Julgamento arranca a 23 de junho

O julgamento dos recursos apresentados por 10 dos 11 arguidos no processo contra-ordenacional interposto pelo Banco de Portugal no âmbito do caso BPP, que resultou em coimas totais superiores a 10 milhões de euros, arranca a 23 de junho.

Os trabalhos vão decorrer no Tribunal da Concorrência, Regulação e Supervisão, em Santarém, estando prevista a realização de quatro sessões semanais (de segunda-feira a quinta-feira), durante todo o dia.

Na lista dos arguidos constam o próprio Banco Privado Português (BPP), em liquidação, a Privado Holding (PH), antiga dona do banco, João Rendeiro, fundador e ex-presidente, e mais oito antigos responsáveis do banco, entre os quais, os ex-administradores Paulo Guichard e Salvador Fezas Vital.

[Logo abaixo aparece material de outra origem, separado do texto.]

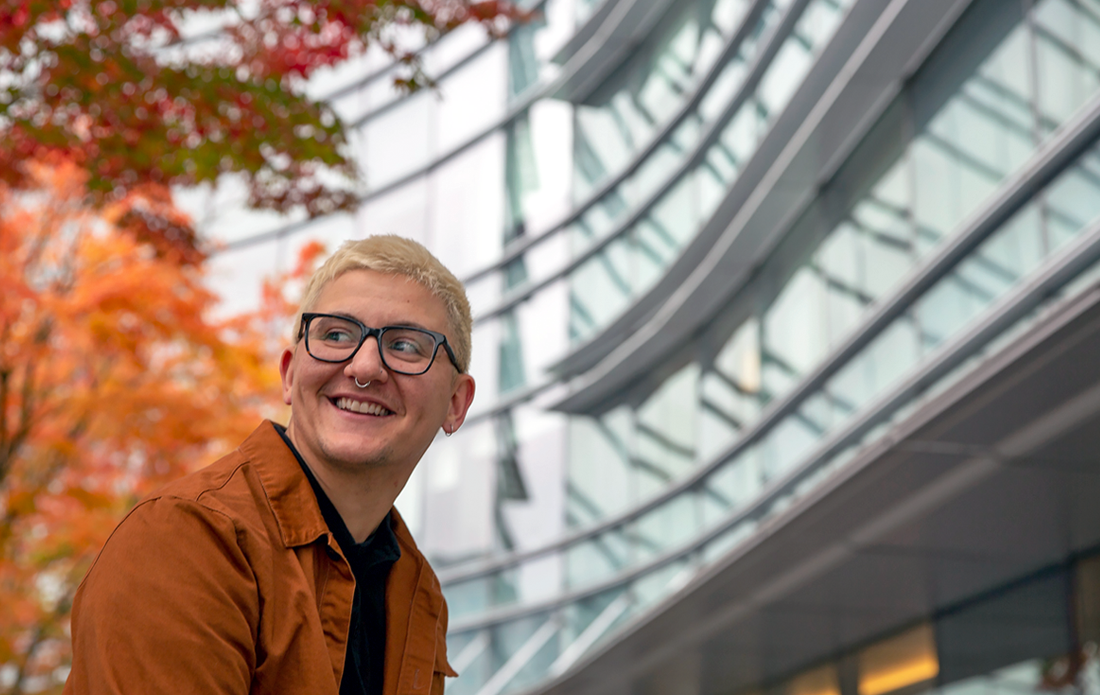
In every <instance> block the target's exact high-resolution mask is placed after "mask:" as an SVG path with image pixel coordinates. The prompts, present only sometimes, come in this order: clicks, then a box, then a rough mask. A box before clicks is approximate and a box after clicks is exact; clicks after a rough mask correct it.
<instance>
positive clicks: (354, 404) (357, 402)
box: [337, 398, 389, 415]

Neste processo, o BdP chama a depor 27 testemunhas, entre as quais, Fernando Adão da Fonseca e João Ermida, que foram, respetivamente, presidente e administrador do BPP por nomeação do BdP, depois da intervenção estatal no banco.

À luz da lei que rege os processos de natureza contraordenacional, a data limite para a conclusão de todas as tarefas processuais está fixada neste caso no dia 25 de novembro de 2016.